Environnement

Les grèves pour le climat reviennent dans les écoles de Montréal

Un manifestant tient une pancarte disant «j'ai chaud câliss» pendant une grève pour le climat.

Le mouvement de grève pour le climat reprend peu à peu de la vigueur parmi les élèves du secondaire à Montréal, après deux années de silence presque total à cause de la pandémie.

Le collectif «Pour le futur Montréal» se rassemblera devant l’hôtel de ville de Montréal à 13h30, vendredi.
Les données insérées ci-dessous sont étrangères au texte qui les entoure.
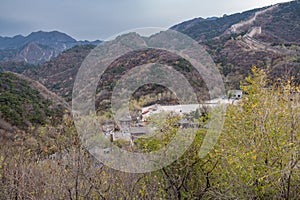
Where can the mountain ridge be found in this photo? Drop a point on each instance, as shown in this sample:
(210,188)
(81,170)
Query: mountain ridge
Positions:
(37,47)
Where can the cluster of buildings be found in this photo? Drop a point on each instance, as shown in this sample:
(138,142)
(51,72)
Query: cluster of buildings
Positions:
(133,129)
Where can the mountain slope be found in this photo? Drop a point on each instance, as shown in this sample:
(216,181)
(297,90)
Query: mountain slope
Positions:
(263,37)
(38,47)
(26,103)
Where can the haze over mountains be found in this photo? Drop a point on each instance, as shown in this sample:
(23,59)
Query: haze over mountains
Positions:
(37,47)
(262,37)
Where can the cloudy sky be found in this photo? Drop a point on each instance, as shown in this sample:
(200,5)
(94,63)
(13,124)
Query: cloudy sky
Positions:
(99,19)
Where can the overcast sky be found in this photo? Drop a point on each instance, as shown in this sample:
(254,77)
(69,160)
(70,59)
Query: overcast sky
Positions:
(99,19)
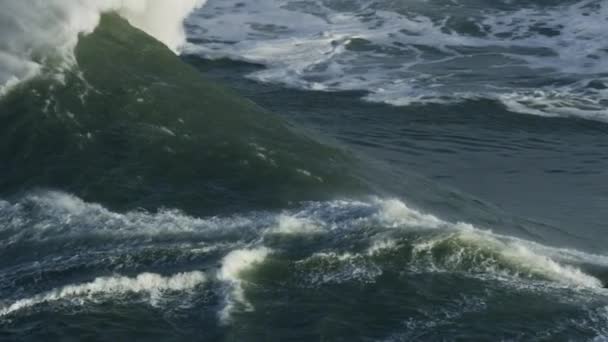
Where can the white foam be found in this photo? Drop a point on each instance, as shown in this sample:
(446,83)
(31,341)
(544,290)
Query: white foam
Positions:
(41,34)
(54,215)
(146,283)
(414,55)
(233,266)
(48,215)
(293,225)
(395,213)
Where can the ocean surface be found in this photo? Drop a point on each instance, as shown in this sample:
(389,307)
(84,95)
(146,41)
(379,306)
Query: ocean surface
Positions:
(304,170)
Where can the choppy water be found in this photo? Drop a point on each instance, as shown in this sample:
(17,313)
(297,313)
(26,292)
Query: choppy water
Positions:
(382,171)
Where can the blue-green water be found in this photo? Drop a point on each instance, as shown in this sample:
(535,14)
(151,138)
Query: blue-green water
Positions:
(309,170)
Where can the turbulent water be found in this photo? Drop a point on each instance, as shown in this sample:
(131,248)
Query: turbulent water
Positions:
(382,170)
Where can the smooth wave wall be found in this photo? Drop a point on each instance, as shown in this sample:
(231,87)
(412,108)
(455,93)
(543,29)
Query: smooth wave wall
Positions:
(41,35)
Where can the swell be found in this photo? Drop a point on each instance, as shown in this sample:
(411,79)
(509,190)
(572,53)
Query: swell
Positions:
(319,245)
(39,37)
(151,132)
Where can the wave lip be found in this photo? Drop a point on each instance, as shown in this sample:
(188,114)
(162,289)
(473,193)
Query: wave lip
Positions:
(145,283)
(40,35)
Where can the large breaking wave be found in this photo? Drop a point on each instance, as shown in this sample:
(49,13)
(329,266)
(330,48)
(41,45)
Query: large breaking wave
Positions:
(40,35)
(545,59)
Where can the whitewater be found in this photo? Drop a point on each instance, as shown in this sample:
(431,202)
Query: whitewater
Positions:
(303,170)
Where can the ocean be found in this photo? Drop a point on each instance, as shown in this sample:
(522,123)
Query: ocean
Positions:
(303,170)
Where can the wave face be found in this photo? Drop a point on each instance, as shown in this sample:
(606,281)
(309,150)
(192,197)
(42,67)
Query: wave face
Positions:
(32,43)
(140,200)
(545,59)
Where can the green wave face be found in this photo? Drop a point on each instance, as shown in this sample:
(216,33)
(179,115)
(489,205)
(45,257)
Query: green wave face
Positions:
(134,126)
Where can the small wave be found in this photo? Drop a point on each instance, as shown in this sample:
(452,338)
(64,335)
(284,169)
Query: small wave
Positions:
(145,283)
(422,241)
(231,272)
(42,34)
(419,54)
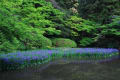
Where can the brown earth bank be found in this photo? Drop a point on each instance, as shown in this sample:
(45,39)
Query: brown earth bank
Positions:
(66,71)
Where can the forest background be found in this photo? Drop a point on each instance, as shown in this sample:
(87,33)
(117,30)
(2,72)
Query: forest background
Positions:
(46,24)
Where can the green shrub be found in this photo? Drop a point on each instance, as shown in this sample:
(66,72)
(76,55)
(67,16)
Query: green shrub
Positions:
(63,42)
(36,42)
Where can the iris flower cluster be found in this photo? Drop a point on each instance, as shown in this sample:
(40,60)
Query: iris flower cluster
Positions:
(19,59)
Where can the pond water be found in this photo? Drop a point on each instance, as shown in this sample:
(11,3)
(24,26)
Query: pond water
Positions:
(67,71)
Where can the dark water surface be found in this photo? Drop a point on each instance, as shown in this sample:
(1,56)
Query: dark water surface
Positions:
(67,71)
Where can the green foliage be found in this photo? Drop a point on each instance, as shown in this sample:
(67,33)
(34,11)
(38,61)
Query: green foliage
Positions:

Inspiré par Greta Thunberg, ce collectif organisait auparavant des grèves d’élèves les vendredis. Mais depuis la COVID-19, le mouvement a faibli. Cette période est terminée, et les grévistes sont de retour.

La jeune Yuna Godefroid a largement participé à relancer les choses. Cette élève de 13 ans a décidé d’amorcer des grèves pour le climat tous les vendredis depuis novembre 2021, avec le mouvement qu’elle a crée, «étudiants en grève».

«Depuis toujours, ça me tient à cœur [la cause environnementale]. Je trouve bête de pourrir notre environnement. On est sur une planète, on habite cette planète et on la détruit nous-mêmes. J’ai toujours fait des petites actions, et au secondaire ça m’a tentée de faire plus et de créer mon propre mouvement», explique Yuna Godefroid en entrevue avec Métro.

De plus en plus d’élèves attendus

Jusqu’ici, son projet a rassemblé quelques dizaines d’élèves tout au plus. Mais son jeune mouvement s’est ensuite uni avec «Pour le futur Montréal». Le 11 février, un rassemblement commun aurait réuni plus d’une cinquantaine d’élèves de tout horizon à l’hôtel de ville. «Je ne m’attendais vraiment pas à ce qu’il y ait autant de monde», mentionne Yuna.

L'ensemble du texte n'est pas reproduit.